Through the method of the above embodiment, the influence of the scene of the image on the recognition result of the target object item can be weakened as much as possible in the process of training the model, so that the trained model can be more effective in various existing scenes, even new scenes The high recognition accuracy improves the generalization ability of the target object classification model and reduces the training cost.

In some embodiments, the neural network model also includes a feature extraction network. The relationship between an exemplary neural network model and various modules in the model according to some embodiments of the present disclosure is shown in FIG. 2.

In step S202, image features extracted and output from the training image by the feature extraction network are acquired.

In step S204, the image features are input to the target object classifier to obtain the first output.

In step S206, the image features are input to the scene negative classifier to obtain the second output.

Therefore, the target object classifier and the scene negative classifier can perform further classification processing based on the image features extracted in advance, which improves the calculation efficiency of the network.

In some embodiments, the negative classifier of the scene can be realized by inverting the gradient of the image features. For example, the scene negative classifier is implemented based on the scene positive classifier. The structure of the scene negative classifier is basically the same as the scene positive classifier, including the feature map layer, shallow neural network and scene classification layer, and the feature map layer, shallow neural network and scene classification layer are connected in sequence, as shown in Figure 3 . The feature mapping layer of the negative scene classifier is implemented by adding a negative weight coefficient to the feature mapping layer of the scene positive classifier. The product of the feature map layer and the weight coefficient of the negative classifier of the scene can also be regarded as a gradient inversion layer.

After processing the feature map layer of the negative classifier of the scene, the information input to the shallow neural network is the result of gradient inversion of the image features or image data; then, the shallow neural network extracts the information after the gradient inversion The "scene features" in "," the "scene features" are actually the result of multiplying the scene features of the original training image and the negative weight coefficients; finally, the scene classification layer outputs the results according to the "scene features".

In some embodiments, the target object classifier may have only one layer, so that a feature extraction network may be used to perform most of the processing in the target object classification process.

Since the negative classifier of the scene is only used for auxiliary training, after the model training is completed, only the target object classifier can be used for prediction. The embodiment of the target object classification method of the present disclosure is described below with reference to FIG. 4.
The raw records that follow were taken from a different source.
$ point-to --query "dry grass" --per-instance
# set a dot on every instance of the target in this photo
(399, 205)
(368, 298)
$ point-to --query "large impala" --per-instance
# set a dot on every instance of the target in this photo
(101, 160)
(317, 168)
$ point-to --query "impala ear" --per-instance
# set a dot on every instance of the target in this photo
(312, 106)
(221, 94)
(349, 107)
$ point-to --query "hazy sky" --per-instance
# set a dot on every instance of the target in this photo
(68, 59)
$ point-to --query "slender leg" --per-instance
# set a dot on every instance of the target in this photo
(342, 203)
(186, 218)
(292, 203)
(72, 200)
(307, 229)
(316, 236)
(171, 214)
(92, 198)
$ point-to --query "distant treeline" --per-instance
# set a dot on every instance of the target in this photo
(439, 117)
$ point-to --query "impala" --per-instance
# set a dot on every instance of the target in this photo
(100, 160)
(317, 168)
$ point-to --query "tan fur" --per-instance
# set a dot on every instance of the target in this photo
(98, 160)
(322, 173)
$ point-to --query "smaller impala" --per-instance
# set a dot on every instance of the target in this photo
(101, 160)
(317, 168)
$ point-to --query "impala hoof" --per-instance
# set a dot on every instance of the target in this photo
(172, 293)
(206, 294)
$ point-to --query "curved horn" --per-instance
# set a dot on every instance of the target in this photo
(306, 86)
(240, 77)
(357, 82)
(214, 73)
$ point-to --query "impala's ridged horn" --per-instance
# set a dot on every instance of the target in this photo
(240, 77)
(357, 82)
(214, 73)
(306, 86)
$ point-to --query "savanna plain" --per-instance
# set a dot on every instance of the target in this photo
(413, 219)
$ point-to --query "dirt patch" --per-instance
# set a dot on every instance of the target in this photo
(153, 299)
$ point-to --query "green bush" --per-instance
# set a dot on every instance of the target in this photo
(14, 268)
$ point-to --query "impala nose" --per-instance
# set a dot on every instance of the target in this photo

4 is a schematic flowchart of a target object classification method according to some embodiments of the present disclosure. As shown in FIG. 4, the target object classification method of this embodiment includes steps S402 to S404.

In step S402, the image to be tested is input into a target object classification model that has completed training.

In step S404, the output of the target object classifier of the target object classification model is used as the item recognition result of the target object in the image to be measured. For example, the image to be tested may be input into the feature extraction network of the target object classification model, and the feature extraction network inputs the extracted image features into the target object classifier. The scene negative classifier may not be used in the prediction stage.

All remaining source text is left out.